Advertisement
Advertisement
Episode 32 Part 2


All images credit and content copyright: MBC

EPISODE SEBELUMNYA || SINOPSIS I'm Not a Robot Episode 32 Part 1 

Sambil tertawa melihat sketsa pembersih lantai, dia mengungkapkan bahwa dia memiliki semua penemuannya. Jia tidak bisa mempercayainya, dan mereka sangat ingin mencium saat Dong-hyun menerobos masuk memberitahu bahwa Hong-joo akan melahirkan.

Min-kyu segera menawarkan untuk membawa mereka ke rumah sakit. Di dalam mobil, Jin-bae lebih cemas daripada istrinya, dan Dong-hyun menghiburnya dengan menunjukkan bahwa semua akan baik-baik saja.

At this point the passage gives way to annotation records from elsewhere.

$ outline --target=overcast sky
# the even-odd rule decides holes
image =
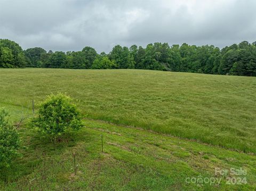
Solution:
[[[156,41],[223,47],[256,41],[255,10],[255,0],[0,0],[0,38],[65,52]]]

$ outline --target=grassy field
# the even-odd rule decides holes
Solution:
[[[18,110],[13,107],[11,111]],[[15,116],[13,119],[17,120]],[[0,170],[0,190],[28,190],[29,185],[31,190],[47,191],[256,189],[256,156],[142,129],[84,122],[84,128],[68,133],[56,144],[23,124],[18,130],[25,145],[20,151],[22,156],[10,169]],[[75,176],[73,152],[78,164]],[[247,183],[227,185],[229,175],[215,175],[215,168],[242,168],[247,171],[242,176]],[[216,178],[220,183],[186,181],[199,177]]]
[[[33,115],[32,99],[36,114],[39,101],[62,92],[76,99],[85,124],[54,144],[25,120],[18,130],[22,155],[0,170],[0,190],[255,190],[255,89],[251,77],[0,69],[0,106],[12,123]],[[215,175],[215,168],[242,168],[247,182],[227,185],[232,176]],[[186,181],[199,177],[220,183]]]
[[[0,69],[1,105],[66,92],[87,119],[256,153],[256,78],[137,70]]]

Jia, Min-kyu dan Dong-hyun dengan cemas menunggu kabar, dan akhirnya Jin-bae keluar dan mengatakan kepada mereka bahwa Hong-joo melahirkan bayi perempuan yang sehat.




Dua tahun kemudian. Baek-Gyun menghadirkan robot AI terbaru, sementara Pi, Hok-tal dan Ssan-ip mengawasinya dengan bangga dari pinggir panggung. Dia berbicara tentang naluri manusia untuk membuat koneksi, dan menjelaskan bagaimana robot mereka dimodelkan untuk terhubung dengan orang melalui emosi mereka, dengan harapan dapat memperbaiki kehidupan manusia.

Di tempat lain, seorang tentara turun dari sebuah bus.

Jin-bae-sekarang seorang direktur pengelola, setelah mengangkat telepon Jin bae langsung pulang dan semua keluarga bergegas untuk bersiap-siap: Mereka tidak bisa terlambat! Ri-el menghentikan sebuah pertemuan dan menemukan Yoo-chul menunggunya di luar. Mereka berangkat bersama, juga berharap tidak terlambat di suatu tempat.
 



Di kliniknya, Dr. Oh juga memeriksa arlojinya dan keluar. Sun-hye mengunci kafenya untuk hari itu karena merasa sudah telat.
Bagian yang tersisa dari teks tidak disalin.